By definition the gradient of a function $f$ is Lipschitz continuous with parameter $\beta > 0$ if:

\begin{align} \tag 1 \|\nabla f(x) - \nabla f(y)\| \leq \beta\|x- y\| \end{align}

Here $x$ and $y$ denote any two points in the domain of function $f$. The function $f$ with this property is also $\beta$-smooth.
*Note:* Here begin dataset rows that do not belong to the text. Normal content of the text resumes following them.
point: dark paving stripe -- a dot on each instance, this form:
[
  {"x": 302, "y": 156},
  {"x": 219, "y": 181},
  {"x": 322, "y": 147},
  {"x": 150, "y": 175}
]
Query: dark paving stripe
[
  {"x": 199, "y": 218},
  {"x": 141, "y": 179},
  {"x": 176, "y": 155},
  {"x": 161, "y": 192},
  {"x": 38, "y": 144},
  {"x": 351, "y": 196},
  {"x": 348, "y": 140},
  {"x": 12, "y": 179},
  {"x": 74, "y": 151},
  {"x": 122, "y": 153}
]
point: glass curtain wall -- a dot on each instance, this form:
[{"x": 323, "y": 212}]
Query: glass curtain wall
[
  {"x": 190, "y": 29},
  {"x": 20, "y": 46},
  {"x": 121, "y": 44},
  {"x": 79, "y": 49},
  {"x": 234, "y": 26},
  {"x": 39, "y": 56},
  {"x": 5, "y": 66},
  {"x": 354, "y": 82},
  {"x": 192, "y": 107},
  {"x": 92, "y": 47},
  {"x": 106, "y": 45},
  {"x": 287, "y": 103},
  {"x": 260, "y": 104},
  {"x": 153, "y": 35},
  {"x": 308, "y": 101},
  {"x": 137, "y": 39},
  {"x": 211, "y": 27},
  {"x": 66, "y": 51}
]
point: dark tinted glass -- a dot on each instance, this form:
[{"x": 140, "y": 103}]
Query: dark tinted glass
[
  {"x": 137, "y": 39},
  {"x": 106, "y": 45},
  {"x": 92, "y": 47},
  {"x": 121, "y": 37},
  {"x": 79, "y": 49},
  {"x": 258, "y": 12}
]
Here the norm $\| \|$ denotes a euclidean norm.

I tried looking at this post for hints on how to find $\beta$ but it didn't give me any insights to apply them for my function in question.

Here is what I have tried so far: \begin{align} \nabla f &= \begin{bmatrix} 5x+ y \\ x + 5y \end{bmatrix} \end{align} Now lets consider two points $a = (a_1, a_2)$ and $b = (b_1, b_2)$ for our function $f$. Now the left hand-side of equation ($1$) without the norm becomes \begin{align} \nabla f(a) - \nabla f(b) &= \begin{bmatrix} 5a_1 + a_2 - 5b_1 - b_2\\ a_1 + 5a_2 - b_1 - 5b_2 \end{bmatrix} \end{align} Applying the euclidean norms of equation (1) leaving $\beta$ alone on the right hand side we have:

\begin{align} \frac{\|\nabla f(a) - \nabla f(b)\|}{\|a- b\|} = \frac{\sqrt{(5a_1 + a_2 - 5b_1 - b_2)^2 + (a_1 + 5a_2 - b_1 - 5b_2)^2}}{\sqrt{(a_1 - b_1)^2 + (a_2- b_2)^2}} \leq \beta \end{align}

So the smallest $\beta$ value will occur when we have equality. I tried expanding the above expression but it only gets more messy. I think my approach is wrong. What form would $\beta$ be? Is it a constant? From the above expression it seems to depend on the coordinates of the selected two points but according to the definition it should be independent of the chosen points.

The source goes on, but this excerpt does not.